Individual deductibles approaching $1,000 are becoming increasingly popular as employers look to cut costs. Though deductibles as high as $2,000 have been recorded, they are not common in the workplace. Deductibles are a direct reflection of individual and family out-of-pocket maximums. Premiums are reduced as deductibles increase, but not always proportionally. Sometimes, the amount of savings realized by increasing the deductible does not justify the end result.
Changing doctor networks
Employers can save money by utilizing the smaller networks offered by health insurance companies. Many times, a GeoAccess report can be run for any network in order for employers to observe its direct impact on covered employees. If moving to a smaller network causes very little employee network disruption (meaning, the majority of current employees’ doctors and hospitals would remain in the smaller network), this cost savings opportunity should be seriously considered. Some employers have realized savings of more than 10 percent when switching to a different network. In addition, some carriers will also allow multiple networks to be offered so that certain covered employees’ premiums can be reduced if their doctors are included in smaller networks.
Changing copays (doctor’s office and prescription)
Though the $10 doctor’s office visit copay still exists, $20 has become the average, while $30+ copays are beginning to appear more frequently. Split copays are now a popular tendency, with one payment designated for a primary care physician and another, higher payment designated for a specialist. The average seems to be $25 for primary care physicians and $40 for specialists, though the amounts have risen as high as $30 for primary care physicians and $60 for specialists.
Prescription copays are typically arranged in three or four tiers with level one being generic, level two being formulary/preferred and levels three and four being non-formulary and non-preferred, respectively. Level one generics have maintained their price with the typical generic copay being $10. However, levels two and up have seen increases, as $20 (level two) and $30 (level three) copays are now rising to $30 (level two) and $50 (level three). Depending on the group, prescription costs can greatly affect rates, and raising the prescription copays may unexpectedly cut your overall health care costs.

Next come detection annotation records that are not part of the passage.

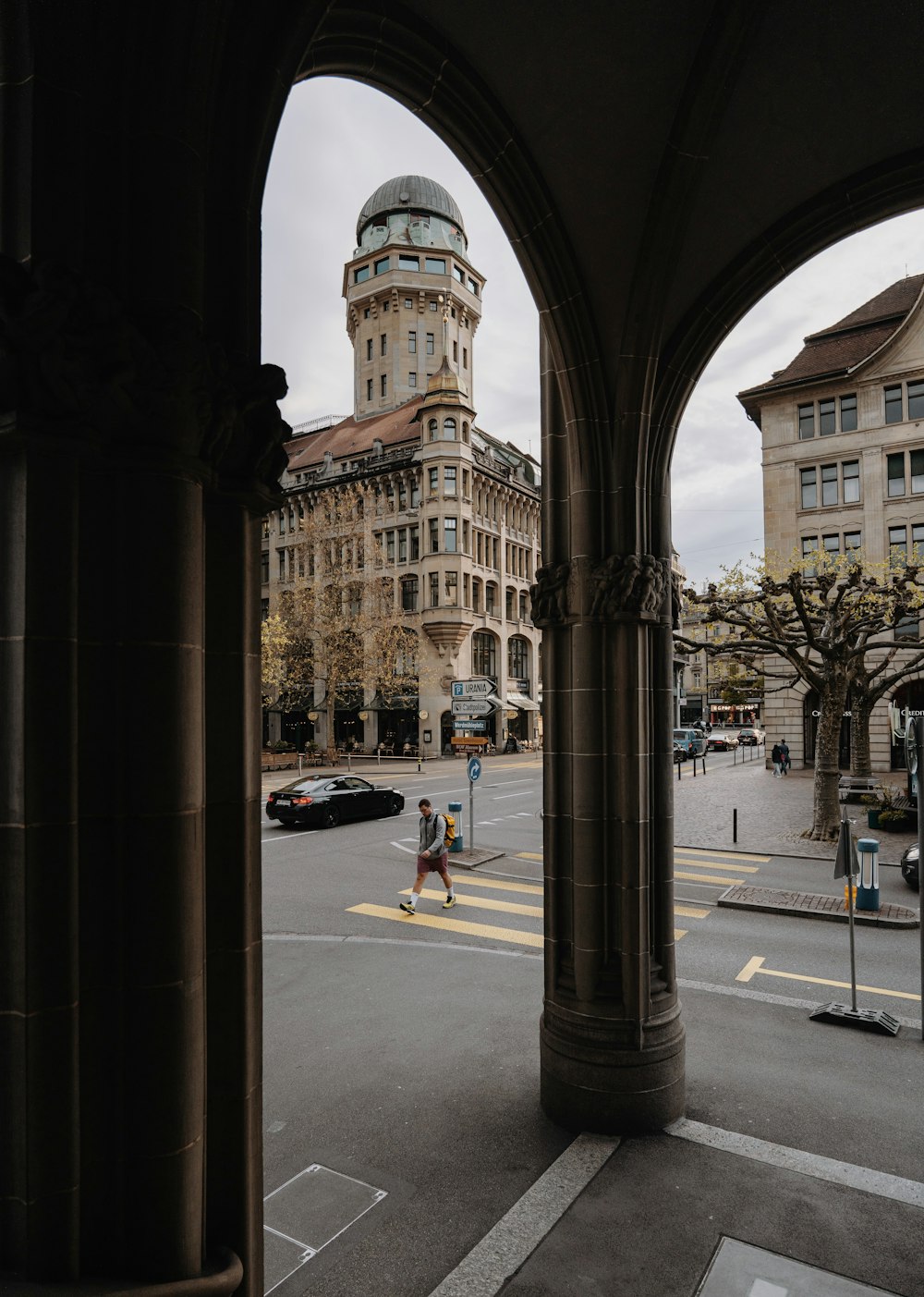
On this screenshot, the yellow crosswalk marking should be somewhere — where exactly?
[402,887,541,918]
[347,904,544,949]
[674,847,772,865]
[674,905,711,918]
[735,955,920,1000]
[458,875,544,896]
[674,869,744,887]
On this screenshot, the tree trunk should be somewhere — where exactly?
[805,675,847,842]
[850,694,873,775]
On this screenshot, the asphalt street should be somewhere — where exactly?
[261,753,924,1297]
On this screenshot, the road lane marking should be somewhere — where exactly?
[450,876,545,896]
[735,955,920,1001]
[674,847,773,865]
[346,894,687,949]
[674,869,744,887]
[400,887,541,918]
[347,904,545,948]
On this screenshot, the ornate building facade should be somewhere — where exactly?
[261,175,541,756]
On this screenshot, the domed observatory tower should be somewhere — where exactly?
[344,175,485,419]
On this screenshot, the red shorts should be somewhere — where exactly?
[418,850,450,875]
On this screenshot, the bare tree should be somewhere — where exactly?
[676,551,924,842]
[266,483,419,760]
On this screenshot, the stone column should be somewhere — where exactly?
[531,336,685,1132]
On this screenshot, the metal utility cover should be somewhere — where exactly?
[696,1239,897,1297]
[263,1162,387,1293]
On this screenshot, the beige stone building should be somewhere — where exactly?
[261,177,541,756]
[738,275,924,772]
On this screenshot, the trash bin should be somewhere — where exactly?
[857,838,879,911]
[445,801,466,850]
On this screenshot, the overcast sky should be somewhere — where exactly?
[263,78,924,585]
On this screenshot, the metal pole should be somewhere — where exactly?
[468,779,474,850]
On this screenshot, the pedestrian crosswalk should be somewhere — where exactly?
[347,847,770,949]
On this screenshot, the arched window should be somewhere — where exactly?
[506,635,530,679]
[472,630,498,676]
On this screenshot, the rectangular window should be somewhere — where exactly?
[886,453,905,499]
[802,535,818,576]
[885,387,904,422]
[841,459,859,505]
[889,527,908,567]
[798,468,818,508]
[841,396,857,432]
[908,383,924,419]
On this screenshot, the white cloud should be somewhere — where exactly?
[263,78,924,583]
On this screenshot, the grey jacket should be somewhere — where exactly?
[418,811,445,856]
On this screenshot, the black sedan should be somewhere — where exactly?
[266,775,405,829]
[902,842,921,891]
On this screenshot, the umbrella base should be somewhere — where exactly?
[808,1003,901,1036]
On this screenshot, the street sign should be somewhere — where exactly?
[452,698,493,716]
[452,677,493,698]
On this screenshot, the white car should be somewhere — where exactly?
[709,730,737,753]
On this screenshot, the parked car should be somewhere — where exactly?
[674,728,706,756]
[709,730,737,753]
[266,775,405,829]
[902,842,921,891]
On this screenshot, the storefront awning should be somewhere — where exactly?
[506,694,539,712]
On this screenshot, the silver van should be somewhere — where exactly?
[674,730,706,756]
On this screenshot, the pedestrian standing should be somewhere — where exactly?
[400,798,456,914]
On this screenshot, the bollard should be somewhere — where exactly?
[445,801,466,850]
[857,838,879,910]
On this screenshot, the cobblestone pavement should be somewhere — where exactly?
[674,756,918,863]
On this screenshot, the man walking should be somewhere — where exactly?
[400,798,456,914]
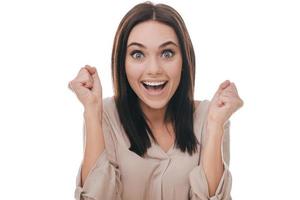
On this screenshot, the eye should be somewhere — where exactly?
[162,49,174,58]
[130,50,144,60]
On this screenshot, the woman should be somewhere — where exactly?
[69,2,243,200]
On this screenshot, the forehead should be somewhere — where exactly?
[127,20,178,47]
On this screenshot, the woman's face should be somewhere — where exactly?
[125,20,182,109]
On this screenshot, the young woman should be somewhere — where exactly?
[69,2,243,200]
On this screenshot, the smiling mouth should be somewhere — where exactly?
[142,81,168,91]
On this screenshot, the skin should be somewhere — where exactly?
[69,21,243,196]
[125,21,182,151]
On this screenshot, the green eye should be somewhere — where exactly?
[130,51,144,60]
[162,49,174,58]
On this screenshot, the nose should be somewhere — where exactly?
[147,56,162,75]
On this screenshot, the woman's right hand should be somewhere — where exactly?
[68,65,102,109]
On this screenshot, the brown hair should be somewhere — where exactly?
[112,2,197,156]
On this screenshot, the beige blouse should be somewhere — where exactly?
[75,97,232,200]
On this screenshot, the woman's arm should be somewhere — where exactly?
[200,121,224,196]
[81,106,105,185]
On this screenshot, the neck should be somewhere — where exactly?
[141,103,167,129]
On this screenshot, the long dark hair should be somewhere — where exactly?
[112,2,197,156]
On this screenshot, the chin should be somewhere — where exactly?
[139,98,169,110]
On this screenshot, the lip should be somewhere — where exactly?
[140,81,169,96]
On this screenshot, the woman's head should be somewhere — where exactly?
[112,2,196,155]
[112,2,195,108]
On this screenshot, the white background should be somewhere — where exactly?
[0,0,300,200]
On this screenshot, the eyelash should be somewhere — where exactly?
[130,49,175,60]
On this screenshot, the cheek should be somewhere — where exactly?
[167,60,182,82]
[125,61,142,84]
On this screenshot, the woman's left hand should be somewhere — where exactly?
[207,80,244,126]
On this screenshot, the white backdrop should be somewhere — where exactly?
[0,0,300,200]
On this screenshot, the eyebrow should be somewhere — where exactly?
[127,41,178,48]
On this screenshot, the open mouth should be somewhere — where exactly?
[142,81,168,91]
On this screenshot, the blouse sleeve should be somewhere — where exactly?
[75,110,121,200]
[189,120,232,200]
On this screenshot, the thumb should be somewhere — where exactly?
[85,65,102,93]
[213,80,230,101]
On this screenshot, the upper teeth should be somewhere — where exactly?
[143,81,165,86]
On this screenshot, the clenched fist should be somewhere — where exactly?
[207,80,244,126]
[69,65,102,109]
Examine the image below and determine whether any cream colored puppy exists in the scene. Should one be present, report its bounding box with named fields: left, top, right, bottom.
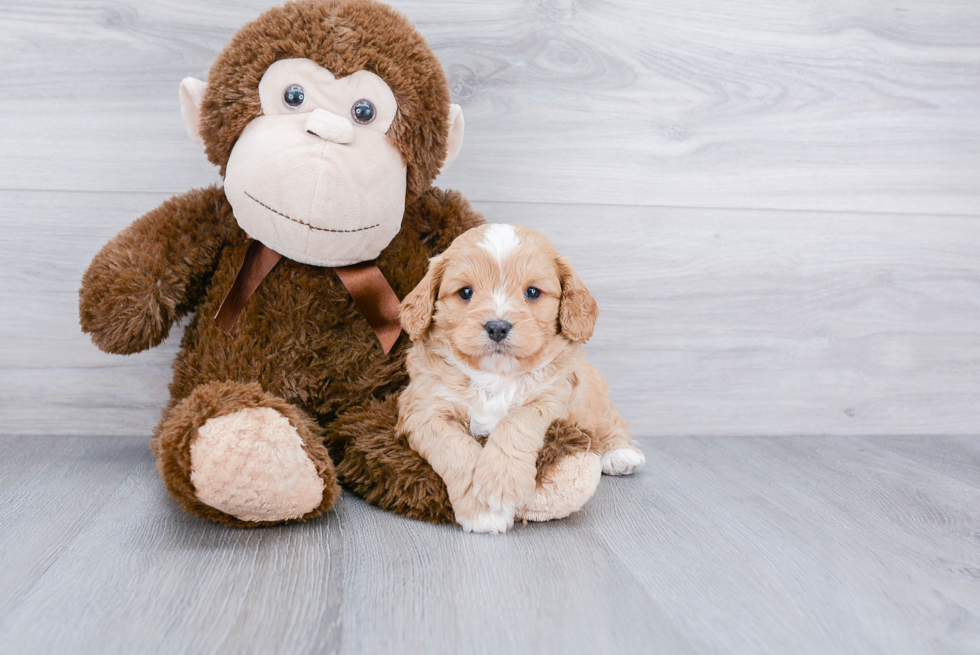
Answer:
left=398, top=223, right=646, bottom=532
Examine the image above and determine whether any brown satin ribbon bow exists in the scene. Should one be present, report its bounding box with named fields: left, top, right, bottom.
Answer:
left=214, top=240, right=402, bottom=355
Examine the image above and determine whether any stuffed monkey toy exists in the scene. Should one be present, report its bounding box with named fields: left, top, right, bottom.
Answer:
left=80, top=0, right=599, bottom=526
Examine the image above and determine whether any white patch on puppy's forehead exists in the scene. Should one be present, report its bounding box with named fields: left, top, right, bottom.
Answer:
left=480, top=223, right=521, bottom=266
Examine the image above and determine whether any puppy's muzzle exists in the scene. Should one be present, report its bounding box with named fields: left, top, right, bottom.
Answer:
left=483, top=321, right=512, bottom=343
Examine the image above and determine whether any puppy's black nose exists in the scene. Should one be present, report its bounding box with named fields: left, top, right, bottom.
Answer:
left=483, top=321, right=511, bottom=343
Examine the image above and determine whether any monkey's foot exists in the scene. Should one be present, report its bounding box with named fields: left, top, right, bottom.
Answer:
left=516, top=452, right=602, bottom=521
left=191, top=407, right=325, bottom=521
left=153, top=382, right=340, bottom=526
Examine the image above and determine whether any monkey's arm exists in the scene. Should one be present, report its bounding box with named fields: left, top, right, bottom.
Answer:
left=79, top=186, right=235, bottom=355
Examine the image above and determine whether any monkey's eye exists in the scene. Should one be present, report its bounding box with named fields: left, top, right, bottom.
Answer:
left=282, top=84, right=306, bottom=109
left=350, top=98, right=378, bottom=125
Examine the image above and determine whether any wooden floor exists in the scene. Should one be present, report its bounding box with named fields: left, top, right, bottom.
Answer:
left=0, top=0, right=980, bottom=655
left=0, top=437, right=980, bottom=655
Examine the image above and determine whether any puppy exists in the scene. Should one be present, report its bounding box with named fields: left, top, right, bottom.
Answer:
left=398, top=224, right=646, bottom=533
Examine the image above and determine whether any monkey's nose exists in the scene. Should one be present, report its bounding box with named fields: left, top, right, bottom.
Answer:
left=483, top=321, right=513, bottom=343
left=306, top=109, right=354, bottom=143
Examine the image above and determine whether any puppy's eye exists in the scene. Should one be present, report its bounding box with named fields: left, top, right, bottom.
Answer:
left=350, top=98, right=378, bottom=125
left=282, top=84, right=306, bottom=109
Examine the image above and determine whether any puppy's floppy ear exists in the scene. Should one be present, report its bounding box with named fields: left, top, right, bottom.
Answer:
left=558, top=256, right=599, bottom=343
left=400, top=255, right=446, bottom=341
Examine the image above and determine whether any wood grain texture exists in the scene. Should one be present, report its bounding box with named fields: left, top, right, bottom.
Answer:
left=0, top=191, right=980, bottom=436
left=0, top=0, right=980, bottom=215
left=0, top=437, right=980, bottom=655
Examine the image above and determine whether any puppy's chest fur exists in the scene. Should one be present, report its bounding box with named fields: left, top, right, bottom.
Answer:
left=439, top=371, right=562, bottom=437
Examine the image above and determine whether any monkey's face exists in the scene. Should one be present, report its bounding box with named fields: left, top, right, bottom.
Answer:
left=225, top=59, right=406, bottom=266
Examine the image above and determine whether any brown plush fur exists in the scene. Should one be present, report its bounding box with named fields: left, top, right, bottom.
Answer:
left=327, top=394, right=594, bottom=523
left=79, top=0, right=596, bottom=526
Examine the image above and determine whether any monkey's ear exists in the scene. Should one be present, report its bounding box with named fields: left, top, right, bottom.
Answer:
left=180, top=77, right=208, bottom=148
left=440, top=105, right=463, bottom=171
left=400, top=255, right=446, bottom=341
left=558, top=256, right=599, bottom=343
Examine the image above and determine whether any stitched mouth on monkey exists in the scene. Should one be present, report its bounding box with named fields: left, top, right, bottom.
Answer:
left=244, top=191, right=381, bottom=233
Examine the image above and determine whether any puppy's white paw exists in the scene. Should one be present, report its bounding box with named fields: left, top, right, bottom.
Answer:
left=454, top=493, right=516, bottom=534
left=456, top=507, right=514, bottom=534
left=602, top=447, right=647, bottom=475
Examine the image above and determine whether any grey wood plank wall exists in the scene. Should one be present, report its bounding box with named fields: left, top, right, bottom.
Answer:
left=0, top=0, right=980, bottom=436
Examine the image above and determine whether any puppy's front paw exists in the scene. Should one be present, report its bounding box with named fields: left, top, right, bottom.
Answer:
left=473, top=443, right=537, bottom=515
left=453, top=491, right=514, bottom=534
left=602, top=446, right=647, bottom=475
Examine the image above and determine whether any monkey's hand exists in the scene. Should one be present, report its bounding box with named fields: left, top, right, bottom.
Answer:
left=79, top=187, right=234, bottom=355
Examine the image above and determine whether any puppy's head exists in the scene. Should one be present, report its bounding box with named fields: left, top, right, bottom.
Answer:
left=401, top=223, right=599, bottom=373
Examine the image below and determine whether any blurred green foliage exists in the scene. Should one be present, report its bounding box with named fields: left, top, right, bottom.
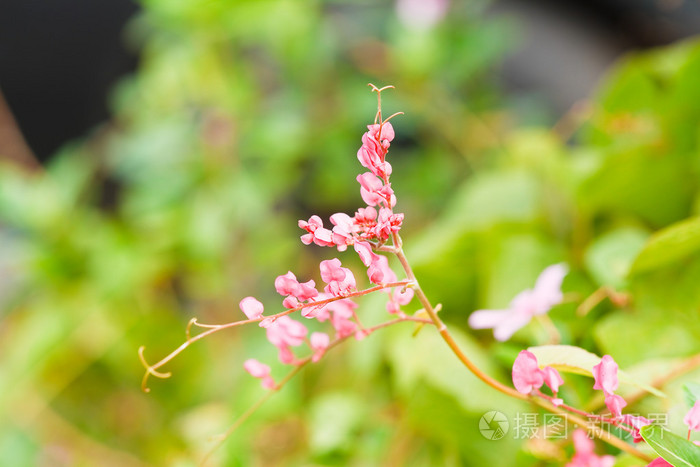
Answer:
left=0, top=0, right=700, bottom=466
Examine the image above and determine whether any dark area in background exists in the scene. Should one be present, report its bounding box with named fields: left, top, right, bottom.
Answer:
left=0, top=0, right=138, bottom=161
left=0, top=0, right=700, bottom=161
left=491, top=0, right=700, bottom=114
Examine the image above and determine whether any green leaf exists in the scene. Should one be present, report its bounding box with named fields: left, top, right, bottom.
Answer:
left=640, top=425, right=700, bottom=467
left=630, top=217, right=700, bottom=274
left=683, top=382, right=700, bottom=407
left=584, top=227, right=649, bottom=289
left=527, top=345, right=666, bottom=397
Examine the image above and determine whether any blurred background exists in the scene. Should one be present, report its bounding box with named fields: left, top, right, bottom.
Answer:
left=0, top=0, right=700, bottom=466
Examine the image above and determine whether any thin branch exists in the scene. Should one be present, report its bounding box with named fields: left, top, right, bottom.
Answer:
left=138, top=280, right=412, bottom=392
left=394, top=233, right=651, bottom=462
left=0, top=90, right=41, bottom=172
left=199, top=316, right=433, bottom=466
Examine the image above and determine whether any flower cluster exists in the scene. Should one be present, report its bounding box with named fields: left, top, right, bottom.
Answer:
left=240, top=87, right=413, bottom=388
left=513, top=350, right=564, bottom=405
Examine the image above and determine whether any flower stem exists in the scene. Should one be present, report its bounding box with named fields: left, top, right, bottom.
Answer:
left=393, top=233, right=652, bottom=462
left=394, top=234, right=529, bottom=400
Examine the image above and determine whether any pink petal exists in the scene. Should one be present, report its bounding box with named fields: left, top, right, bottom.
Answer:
left=605, top=394, right=627, bottom=417
left=513, top=350, right=544, bottom=394
left=593, top=355, right=618, bottom=394
left=683, top=399, right=700, bottom=431
left=542, top=366, right=564, bottom=394
left=647, top=457, right=673, bottom=467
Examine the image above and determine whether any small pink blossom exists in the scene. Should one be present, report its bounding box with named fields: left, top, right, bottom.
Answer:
left=309, top=332, right=330, bottom=363
left=355, top=242, right=396, bottom=284
left=299, top=216, right=335, bottom=246
left=542, top=366, right=564, bottom=395
left=374, top=208, right=404, bottom=240
left=593, top=355, right=618, bottom=394
left=513, top=350, right=564, bottom=398
left=513, top=350, right=544, bottom=394
left=238, top=297, right=265, bottom=319
left=605, top=394, right=627, bottom=418
left=331, top=212, right=356, bottom=251
left=386, top=288, right=413, bottom=316
left=243, top=358, right=275, bottom=389
left=353, top=242, right=379, bottom=266
left=357, top=123, right=394, bottom=180
left=357, top=172, right=396, bottom=207
left=566, top=428, right=615, bottom=467
left=306, top=292, right=357, bottom=323
left=469, top=264, right=568, bottom=341
left=355, top=206, right=377, bottom=224
left=367, top=255, right=398, bottom=284
left=683, top=399, right=700, bottom=431
left=275, top=271, right=318, bottom=309
left=647, top=457, right=673, bottom=467
left=622, top=414, right=651, bottom=443
left=331, top=314, right=357, bottom=339
left=320, top=258, right=357, bottom=297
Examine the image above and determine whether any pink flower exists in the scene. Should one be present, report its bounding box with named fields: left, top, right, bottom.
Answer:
left=386, top=288, right=413, bottom=315
left=320, top=258, right=357, bottom=297
left=624, top=416, right=651, bottom=443
left=299, top=216, right=335, bottom=246
left=367, top=255, right=397, bottom=284
left=243, top=358, right=275, bottom=389
left=374, top=208, right=404, bottom=240
left=469, top=264, right=567, bottom=341
left=266, top=316, right=308, bottom=364
left=355, top=206, right=377, bottom=224
left=513, top=350, right=544, bottom=394
left=275, top=271, right=318, bottom=308
left=275, top=271, right=299, bottom=296
left=309, top=332, right=330, bottom=363
left=331, top=314, right=357, bottom=339
left=513, top=350, right=564, bottom=398
left=357, top=123, right=394, bottom=180
left=593, top=355, right=618, bottom=394
left=367, top=122, right=395, bottom=145
left=542, top=366, right=564, bottom=395
left=238, top=297, right=264, bottom=319
left=353, top=242, right=379, bottom=266
left=357, top=172, right=396, bottom=208
left=331, top=212, right=356, bottom=251
left=683, top=399, right=700, bottom=431
left=566, top=429, right=615, bottom=467
left=647, top=457, right=673, bottom=467
left=605, top=394, right=627, bottom=418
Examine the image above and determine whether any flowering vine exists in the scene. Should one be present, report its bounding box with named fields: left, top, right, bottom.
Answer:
left=139, top=84, right=700, bottom=466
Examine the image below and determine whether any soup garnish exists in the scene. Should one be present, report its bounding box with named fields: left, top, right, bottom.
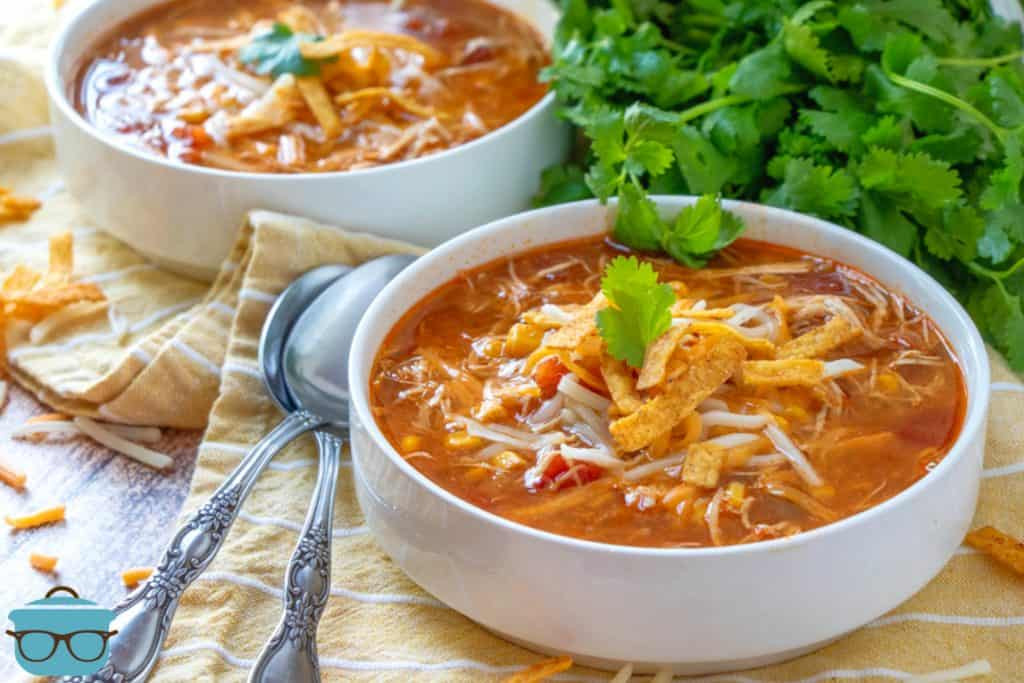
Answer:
left=76, top=0, right=548, bottom=173
left=371, top=204, right=965, bottom=547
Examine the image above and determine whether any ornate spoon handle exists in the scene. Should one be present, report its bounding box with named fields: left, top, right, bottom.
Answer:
left=73, top=411, right=325, bottom=683
left=249, top=431, right=342, bottom=683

Doctor’s office visit copays, as well as drug copays, are typically not offered with HDHPs and HSAs. Though there is significant savings with these plans in some areas of the country, the trend to fully move to these plans has not yet been established. Using a carrier for negotiated rates and having an HSA for pre-tax medical benefits have not been proven as cost beneficial alternatives or as employee accepted benefits.
These plan alternatives should be carefully considered, as many insurance companies are predicting that the average cost of health care will increase eight to 10 percent in 2009. Though those of us who demand immediate health care and the option of choosing our own doctors would never accept socialized medicine (i.e., Canada), health care in the United States will truly become unaffordable if this trend continues throughout the next decade. Traditional plans of the 1970s and deductibles reaching $2,000 with no office visit/prescription copays and out-ofpocket maximums of $5,000 per individual may become the norm. We can continue to decrease benefits and increase employee costs, but until we stop taking advantage of the health system (using emergency room services for a simple cold, for example), costs will continue to spiral out of control.